This is a very old accusation. Mystics in the Islamic tradition were accused of pantheism, which Richard Dawkins famously declared to be nothing more than “sexed-up atheism.” Hume depicts the mystical theist Philo as being accused of atheism in his Dialogues Concerning Natural Religion.
It is interesting that, when thinkers increase the degree to which God is thought of as truly ultimate, transcendent, and infinite, and less anthropomorphically, this is viewed not as a more majestic view of God, but as “atheism.”
I think what this shows is that many theists in fact view God as a being who may be more powerful than others, but differs from them in degree rather than kind. And so one could counter this accusation of atheism in kind with an accusation that such theists are both atheists and polytheists. They are atheists inasmuch as they deny that God is the truly ultimate. And they are polytheists inasmuch as they demote God to one being among others.
Ironically, while some traditional theists would like to label liberal theists, panentheists, mystics and others with these sorts of views as “atheists,” very often atheists are happy to do the same and claim those individuals as their own, as for instance Peter Mosley recently tried to do with President Obama. And of course, atheists and conservative religious people are often happy to join forces in labeling those who are not conservative as “less faithful” to a religion, as Henry Neufeld recently highlighted.

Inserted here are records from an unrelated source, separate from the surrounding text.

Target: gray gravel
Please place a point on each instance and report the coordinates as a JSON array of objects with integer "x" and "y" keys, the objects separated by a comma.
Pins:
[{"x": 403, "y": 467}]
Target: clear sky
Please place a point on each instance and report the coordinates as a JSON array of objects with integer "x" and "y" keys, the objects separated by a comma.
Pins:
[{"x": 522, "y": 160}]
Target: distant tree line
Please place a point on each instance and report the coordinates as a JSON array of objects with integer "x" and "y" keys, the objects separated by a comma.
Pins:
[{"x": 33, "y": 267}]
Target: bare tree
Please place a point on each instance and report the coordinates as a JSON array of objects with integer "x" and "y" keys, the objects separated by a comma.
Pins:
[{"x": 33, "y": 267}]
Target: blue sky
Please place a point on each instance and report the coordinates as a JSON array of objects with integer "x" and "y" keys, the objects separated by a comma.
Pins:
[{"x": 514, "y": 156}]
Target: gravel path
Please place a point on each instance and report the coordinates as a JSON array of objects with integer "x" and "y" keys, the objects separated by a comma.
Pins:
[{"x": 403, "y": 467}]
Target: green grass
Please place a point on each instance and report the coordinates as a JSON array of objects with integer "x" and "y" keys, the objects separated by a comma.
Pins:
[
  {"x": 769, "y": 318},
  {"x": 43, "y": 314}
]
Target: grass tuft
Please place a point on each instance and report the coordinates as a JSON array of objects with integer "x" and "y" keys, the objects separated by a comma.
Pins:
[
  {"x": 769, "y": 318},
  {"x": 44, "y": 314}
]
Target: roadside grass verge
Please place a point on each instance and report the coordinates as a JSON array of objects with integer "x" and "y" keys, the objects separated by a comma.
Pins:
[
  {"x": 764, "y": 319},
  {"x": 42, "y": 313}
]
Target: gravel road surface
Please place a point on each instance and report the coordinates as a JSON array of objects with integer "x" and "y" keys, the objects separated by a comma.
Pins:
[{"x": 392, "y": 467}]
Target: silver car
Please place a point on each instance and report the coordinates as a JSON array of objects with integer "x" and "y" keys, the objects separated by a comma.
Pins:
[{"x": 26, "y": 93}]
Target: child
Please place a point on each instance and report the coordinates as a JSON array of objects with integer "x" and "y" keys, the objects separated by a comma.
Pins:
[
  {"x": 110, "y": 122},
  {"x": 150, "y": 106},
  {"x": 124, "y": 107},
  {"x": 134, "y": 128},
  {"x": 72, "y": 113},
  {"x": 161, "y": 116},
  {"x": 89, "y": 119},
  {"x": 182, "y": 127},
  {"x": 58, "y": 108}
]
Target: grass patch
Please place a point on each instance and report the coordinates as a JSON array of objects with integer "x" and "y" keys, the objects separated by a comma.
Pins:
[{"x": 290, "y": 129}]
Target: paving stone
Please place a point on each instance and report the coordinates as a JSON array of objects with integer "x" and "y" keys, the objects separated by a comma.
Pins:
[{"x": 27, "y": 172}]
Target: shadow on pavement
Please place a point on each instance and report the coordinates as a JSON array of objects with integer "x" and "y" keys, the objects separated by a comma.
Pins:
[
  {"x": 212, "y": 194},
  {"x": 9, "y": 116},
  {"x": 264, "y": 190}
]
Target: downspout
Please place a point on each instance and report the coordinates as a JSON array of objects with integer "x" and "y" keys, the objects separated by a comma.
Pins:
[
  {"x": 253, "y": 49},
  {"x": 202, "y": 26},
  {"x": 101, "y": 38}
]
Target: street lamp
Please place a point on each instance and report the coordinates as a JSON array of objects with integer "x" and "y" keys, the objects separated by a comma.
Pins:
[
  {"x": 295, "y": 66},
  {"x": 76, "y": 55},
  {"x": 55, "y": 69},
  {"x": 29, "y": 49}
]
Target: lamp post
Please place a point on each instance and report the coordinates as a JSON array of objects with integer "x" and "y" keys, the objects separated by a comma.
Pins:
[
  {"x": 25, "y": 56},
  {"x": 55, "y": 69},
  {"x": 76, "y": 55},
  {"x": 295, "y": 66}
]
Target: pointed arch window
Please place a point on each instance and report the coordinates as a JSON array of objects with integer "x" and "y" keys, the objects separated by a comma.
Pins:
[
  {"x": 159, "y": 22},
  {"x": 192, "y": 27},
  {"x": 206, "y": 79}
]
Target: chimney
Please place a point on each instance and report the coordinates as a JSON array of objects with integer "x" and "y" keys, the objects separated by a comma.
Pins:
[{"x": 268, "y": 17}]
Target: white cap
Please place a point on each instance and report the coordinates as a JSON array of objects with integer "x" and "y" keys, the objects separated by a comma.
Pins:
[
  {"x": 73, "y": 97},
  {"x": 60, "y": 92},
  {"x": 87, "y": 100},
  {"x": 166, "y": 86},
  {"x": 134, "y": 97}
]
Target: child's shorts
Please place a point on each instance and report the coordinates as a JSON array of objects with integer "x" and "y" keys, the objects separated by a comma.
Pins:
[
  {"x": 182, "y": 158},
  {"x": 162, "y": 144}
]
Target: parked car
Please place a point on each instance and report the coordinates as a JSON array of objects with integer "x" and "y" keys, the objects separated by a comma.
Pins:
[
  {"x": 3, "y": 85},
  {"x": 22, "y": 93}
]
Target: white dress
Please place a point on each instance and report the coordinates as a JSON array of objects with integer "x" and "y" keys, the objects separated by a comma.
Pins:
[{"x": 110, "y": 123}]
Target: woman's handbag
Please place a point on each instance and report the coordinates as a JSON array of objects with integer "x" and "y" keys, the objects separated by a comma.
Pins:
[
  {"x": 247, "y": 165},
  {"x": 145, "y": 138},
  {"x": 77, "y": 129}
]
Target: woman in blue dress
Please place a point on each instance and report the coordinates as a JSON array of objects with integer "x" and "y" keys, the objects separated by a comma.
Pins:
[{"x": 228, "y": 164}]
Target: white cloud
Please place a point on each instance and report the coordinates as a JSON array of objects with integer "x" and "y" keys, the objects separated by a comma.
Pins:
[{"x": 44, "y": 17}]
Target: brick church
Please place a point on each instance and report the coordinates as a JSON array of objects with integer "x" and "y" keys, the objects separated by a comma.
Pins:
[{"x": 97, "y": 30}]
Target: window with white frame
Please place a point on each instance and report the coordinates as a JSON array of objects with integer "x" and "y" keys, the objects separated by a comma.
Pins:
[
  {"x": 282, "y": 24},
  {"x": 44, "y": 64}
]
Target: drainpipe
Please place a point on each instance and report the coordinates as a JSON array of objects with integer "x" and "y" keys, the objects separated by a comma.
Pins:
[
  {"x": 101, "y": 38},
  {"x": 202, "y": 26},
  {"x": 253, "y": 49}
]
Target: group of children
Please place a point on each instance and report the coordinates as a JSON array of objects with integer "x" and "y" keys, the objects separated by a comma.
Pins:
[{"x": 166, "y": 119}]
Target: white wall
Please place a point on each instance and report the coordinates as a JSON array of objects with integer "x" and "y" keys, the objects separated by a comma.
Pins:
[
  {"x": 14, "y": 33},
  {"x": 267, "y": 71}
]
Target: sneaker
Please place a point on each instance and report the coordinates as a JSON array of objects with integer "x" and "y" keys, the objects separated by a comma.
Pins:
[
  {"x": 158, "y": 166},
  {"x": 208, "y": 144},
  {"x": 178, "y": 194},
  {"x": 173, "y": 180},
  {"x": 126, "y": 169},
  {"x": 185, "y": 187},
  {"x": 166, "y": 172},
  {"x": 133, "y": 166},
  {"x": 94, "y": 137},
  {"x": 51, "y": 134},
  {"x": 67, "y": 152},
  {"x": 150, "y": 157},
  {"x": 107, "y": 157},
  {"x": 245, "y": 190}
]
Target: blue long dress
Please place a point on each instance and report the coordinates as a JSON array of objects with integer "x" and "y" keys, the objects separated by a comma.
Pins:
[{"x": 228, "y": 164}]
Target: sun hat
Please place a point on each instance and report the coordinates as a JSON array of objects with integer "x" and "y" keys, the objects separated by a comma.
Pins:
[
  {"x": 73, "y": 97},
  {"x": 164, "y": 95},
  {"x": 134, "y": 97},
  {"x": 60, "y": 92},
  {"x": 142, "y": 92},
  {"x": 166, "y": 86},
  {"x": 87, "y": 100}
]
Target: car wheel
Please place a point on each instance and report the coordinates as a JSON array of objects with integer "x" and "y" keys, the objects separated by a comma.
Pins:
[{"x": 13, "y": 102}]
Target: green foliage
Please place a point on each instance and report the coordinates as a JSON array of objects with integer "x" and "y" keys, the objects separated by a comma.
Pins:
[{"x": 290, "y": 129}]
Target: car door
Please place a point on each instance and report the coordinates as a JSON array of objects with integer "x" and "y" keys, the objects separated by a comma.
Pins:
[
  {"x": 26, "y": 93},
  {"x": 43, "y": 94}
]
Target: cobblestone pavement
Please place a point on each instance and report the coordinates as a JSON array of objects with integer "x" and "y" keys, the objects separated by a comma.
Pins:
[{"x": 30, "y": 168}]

What do you think? Is emphasizing that the ultimate is beyond human comprehension, and beyond human categories like personhood, an expression of atheism? Or is Tuggy wrong to suggest that there is a non-naturalistic atheism which can be called ultimism, which renders the view of many classic Hindu texts, and of many progressive and liberal Christians and Jews, “atheism”? Is saying that God is not a thing saying that God is nothing, or elevating God above the level of things?